Avoid default – Default fees, review fees and late fees are applicable if a customer has not repaid their bridging loan by the time of the loan’s maturity. A rebridge may give a borrower an opportunity to extend their loan and avoid default and even repossession of the property, if it makes sense to do so.

 

Awaiting long-term finance – Developers may be awaiting longer-term finance through a mortgage, sale or investment, and this might be delayed for some reason. If they are waiting specifically on another financial arrangement to complete, they may look to rebridge for a further 6 months or longer.

 

When Should You Not Rebridge a Bridging Loan?

Rebridging may not always be in the best interest of the customer and the lender, in circumstances including:

 

Lack of exit strategy – An exit strategy is a key part of any bridging loan, although some customers may apply for an open bridging loan where they may only decide the outcome of their loan later on.

Without a clear exit strategy, they may not have a viable way to repay their loan in full. For the lender, it may not make business sense to offer a new bridging loan without clear plans in place. For the borrower, it may be expensive to take on another loan without a clear exit.

 

Value of property has decreased – If there have been unexpected issues with the property and its value has decreased, this may not be a good reason to rebridging a bridging loan at a higher rate.
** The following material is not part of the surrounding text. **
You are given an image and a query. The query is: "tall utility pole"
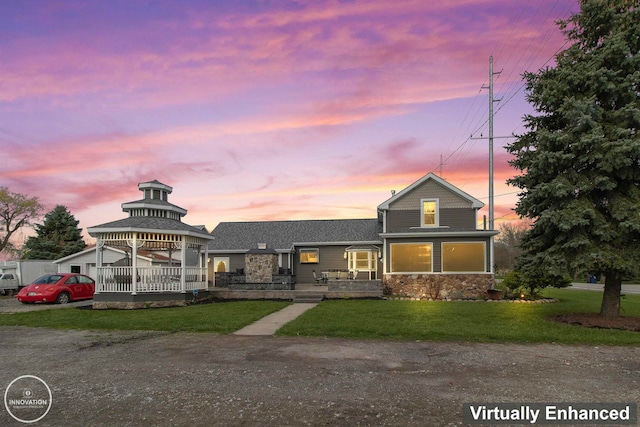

This may occur due to a fall in the housing market, a problem with the property such as subsidence or flooding, lack of planning permission, squatters or other issues. Selling the property at a reduced price may be a better option for the borrower.

 

Debt troubles – If the borrower is having financial trouble, taking out a rebridge and relying on short term finance which ties them in with higher rates may not be advisable. At this point, the borrower should consider professional financial advice and other alternatives.

 

What Will My Loan Terms Be Cheaper if I Rebridge?

Not usually, rebridging often carries higher interest rates than standard bridging loans because lenders perceive them riskier because the borrower has already struggled to meet the initial repayment. In fact, very often, the borrower will rebridge with a different lender because the original lender does not want to take on the risk.

Bridging loan rates range from 0.5% to 2% per month and your existing rate may increase when you rebridge. Importantly, the same fees associated with a bridging loan still apply, such as a broker fee, arrangement fee, survey fee, valuation fee and solicitor fees – and rebridging means that you will have to account for these too.

The rate that you are charged for rebridging a bridging loan will vary on different factors including the current LTV, your equity in the property, the state of the property and its potential value.

If the property and its refurbishment is going extremely well and it could be valuable, the lender may view it as a viable commercial opportunity to offer a rebridge and the rates may not be as severe.

 

Can I Ask For a Bridging Loan Extension Instead?

If you only require a bridging loan extended for a few more months such as 3 or 4 months, you can always ask the lender for an extension, but note that default fees and late fees may still apply on top of the existing monthly interest rate.